Moving to the stack of clothes, he removed a t-shirt and brought it back to her.
“This should be long enough for you.” His lips twitched with humor as he surveyed her. “You’re a short little thing, aren’t you?”
For a second the fear evaporated from her eyes, to be replaced by a narrow-eyed warning.
“No short jokes, please,” she ordered him with what he imagined was her “teacher voice.”
“I wasn’t joking,” he assured her. “I was simply making an observation. You’re cute, though.”
If anything, that steely glint in her eyes got brighter.
“Great, I’m cute,” she muttered. “Puppies are cute. Squirrels are cute.”
“You’re cuter?” He almost grinned as the pouty curve of her lip tightened.
She had to look up at him. If he wanted to kiss her without straining his neck, then he’d have to grip the curves of her ass and lift her to him. He liked doing that. He liked the delicacy and feminine allure of her stature.
“I’m not cute,” she bit out, obviously put out by the description. “Now where’s the bathroom? I need that shower.”
He hid a grin as he turned and led her to the bathroom door. “You can take a nice, long Jacuzzi bath or a hot shower,” he said. “I’ll be in the kitchen when you’re done.”
He left her alone, closed the door behind him, and blew out a breath.
Hell, he wished he could stay. He’d like to sink into that big bathtub with her and wash her from head to toe. Or take her in the shower, watch the water stream around her as he lifted her to him and took her against the wall.

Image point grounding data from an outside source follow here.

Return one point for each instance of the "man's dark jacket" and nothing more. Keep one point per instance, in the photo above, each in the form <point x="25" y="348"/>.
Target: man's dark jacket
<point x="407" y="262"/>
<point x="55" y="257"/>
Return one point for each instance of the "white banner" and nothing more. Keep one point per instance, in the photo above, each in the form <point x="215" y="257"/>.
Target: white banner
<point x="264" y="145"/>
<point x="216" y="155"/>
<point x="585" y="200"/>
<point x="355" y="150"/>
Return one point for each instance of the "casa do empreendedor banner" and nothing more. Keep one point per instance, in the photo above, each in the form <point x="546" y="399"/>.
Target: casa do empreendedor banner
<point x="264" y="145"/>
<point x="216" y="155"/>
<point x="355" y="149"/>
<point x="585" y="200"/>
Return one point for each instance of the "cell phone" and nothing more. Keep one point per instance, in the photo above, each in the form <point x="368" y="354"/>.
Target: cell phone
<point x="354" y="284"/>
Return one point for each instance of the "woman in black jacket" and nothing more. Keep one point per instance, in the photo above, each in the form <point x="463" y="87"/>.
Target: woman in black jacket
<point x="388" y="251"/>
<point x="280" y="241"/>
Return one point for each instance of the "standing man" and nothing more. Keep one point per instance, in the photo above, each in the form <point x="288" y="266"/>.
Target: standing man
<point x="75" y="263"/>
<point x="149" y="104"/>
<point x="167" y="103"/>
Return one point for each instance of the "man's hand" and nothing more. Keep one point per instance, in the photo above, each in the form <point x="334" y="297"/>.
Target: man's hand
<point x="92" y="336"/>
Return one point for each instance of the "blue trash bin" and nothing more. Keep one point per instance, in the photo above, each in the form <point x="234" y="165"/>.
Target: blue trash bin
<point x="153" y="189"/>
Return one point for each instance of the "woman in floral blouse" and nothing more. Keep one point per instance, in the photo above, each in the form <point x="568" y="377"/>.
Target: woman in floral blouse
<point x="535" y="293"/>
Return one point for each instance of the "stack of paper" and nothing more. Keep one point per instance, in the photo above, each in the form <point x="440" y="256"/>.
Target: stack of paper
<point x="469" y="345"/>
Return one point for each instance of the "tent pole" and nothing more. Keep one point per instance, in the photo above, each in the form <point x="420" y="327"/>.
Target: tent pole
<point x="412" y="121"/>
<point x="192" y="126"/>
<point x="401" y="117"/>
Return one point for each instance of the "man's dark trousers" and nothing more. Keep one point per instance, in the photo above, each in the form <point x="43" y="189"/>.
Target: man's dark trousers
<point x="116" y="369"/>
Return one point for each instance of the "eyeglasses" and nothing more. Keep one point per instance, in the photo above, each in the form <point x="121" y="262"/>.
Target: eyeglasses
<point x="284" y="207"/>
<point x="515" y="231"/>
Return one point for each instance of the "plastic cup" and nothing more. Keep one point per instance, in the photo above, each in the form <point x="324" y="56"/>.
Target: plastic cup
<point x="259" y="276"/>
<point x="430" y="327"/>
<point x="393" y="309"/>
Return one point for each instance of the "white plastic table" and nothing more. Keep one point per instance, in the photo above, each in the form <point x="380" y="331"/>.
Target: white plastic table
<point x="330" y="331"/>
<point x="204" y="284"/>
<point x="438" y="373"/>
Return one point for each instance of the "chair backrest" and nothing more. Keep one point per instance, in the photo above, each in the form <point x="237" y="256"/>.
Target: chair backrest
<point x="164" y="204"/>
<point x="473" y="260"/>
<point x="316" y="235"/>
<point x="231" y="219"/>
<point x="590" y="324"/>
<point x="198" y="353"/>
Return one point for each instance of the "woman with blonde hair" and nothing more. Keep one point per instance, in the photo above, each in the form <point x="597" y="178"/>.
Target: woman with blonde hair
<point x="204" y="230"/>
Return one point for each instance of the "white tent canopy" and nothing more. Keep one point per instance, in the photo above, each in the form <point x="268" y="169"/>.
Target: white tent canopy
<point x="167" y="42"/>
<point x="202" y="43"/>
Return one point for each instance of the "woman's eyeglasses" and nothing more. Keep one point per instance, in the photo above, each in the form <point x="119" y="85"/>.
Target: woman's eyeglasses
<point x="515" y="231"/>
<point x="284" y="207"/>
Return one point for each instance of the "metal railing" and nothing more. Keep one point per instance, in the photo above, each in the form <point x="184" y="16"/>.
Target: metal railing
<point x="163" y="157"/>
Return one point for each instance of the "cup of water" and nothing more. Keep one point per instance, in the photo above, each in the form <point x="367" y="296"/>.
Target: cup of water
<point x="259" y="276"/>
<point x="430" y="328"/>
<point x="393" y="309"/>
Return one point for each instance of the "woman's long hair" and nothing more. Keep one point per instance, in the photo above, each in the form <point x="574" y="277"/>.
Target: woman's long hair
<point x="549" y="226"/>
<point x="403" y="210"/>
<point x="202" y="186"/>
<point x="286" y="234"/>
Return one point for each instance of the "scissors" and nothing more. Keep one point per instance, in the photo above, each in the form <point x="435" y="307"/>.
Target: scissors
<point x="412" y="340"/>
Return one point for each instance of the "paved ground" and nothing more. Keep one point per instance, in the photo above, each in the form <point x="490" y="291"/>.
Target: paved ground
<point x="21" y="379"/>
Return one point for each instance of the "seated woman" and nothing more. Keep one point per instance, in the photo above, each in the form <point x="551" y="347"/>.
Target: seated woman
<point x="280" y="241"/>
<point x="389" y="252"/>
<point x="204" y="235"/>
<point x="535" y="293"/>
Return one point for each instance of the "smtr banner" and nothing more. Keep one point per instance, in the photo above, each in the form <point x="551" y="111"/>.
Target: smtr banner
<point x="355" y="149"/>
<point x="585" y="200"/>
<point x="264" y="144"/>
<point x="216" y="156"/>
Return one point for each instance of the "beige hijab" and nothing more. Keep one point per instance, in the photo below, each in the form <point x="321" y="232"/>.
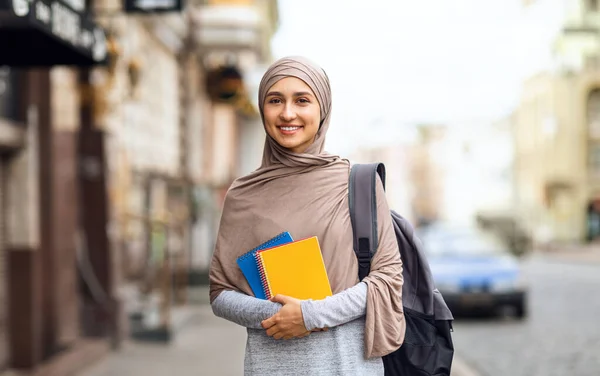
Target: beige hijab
<point x="306" y="194"/>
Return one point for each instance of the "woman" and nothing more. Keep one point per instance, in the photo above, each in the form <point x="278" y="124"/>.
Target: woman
<point x="302" y="189"/>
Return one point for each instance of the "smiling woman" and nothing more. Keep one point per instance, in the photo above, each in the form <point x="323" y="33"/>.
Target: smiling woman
<point x="302" y="189"/>
<point x="292" y="114"/>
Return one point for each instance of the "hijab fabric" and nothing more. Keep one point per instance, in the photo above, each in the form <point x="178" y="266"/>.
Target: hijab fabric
<point x="306" y="194"/>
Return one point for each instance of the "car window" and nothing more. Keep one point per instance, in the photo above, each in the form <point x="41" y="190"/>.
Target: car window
<point x="461" y="244"/>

He could feel beads of sweat popping out on his forehead at the thought. His cock pounded in approval. The blood rushed through his veins in excitement.
So the night hadn’t ended as he had envisioned, but he could work with this. Before the night was out, he might even have her in his bed. That was even better.
He could handle that. For one night, he assured himself. Just one night. One morning. To awaken beside a woman that wanted him. To greet the day with pleasure rather than an empty bed. A soft, passionate woman rather than the memory of the dreams that haunted him at night.
One night. That was it. Then things would go back to normal. Whether he wanted them to or not.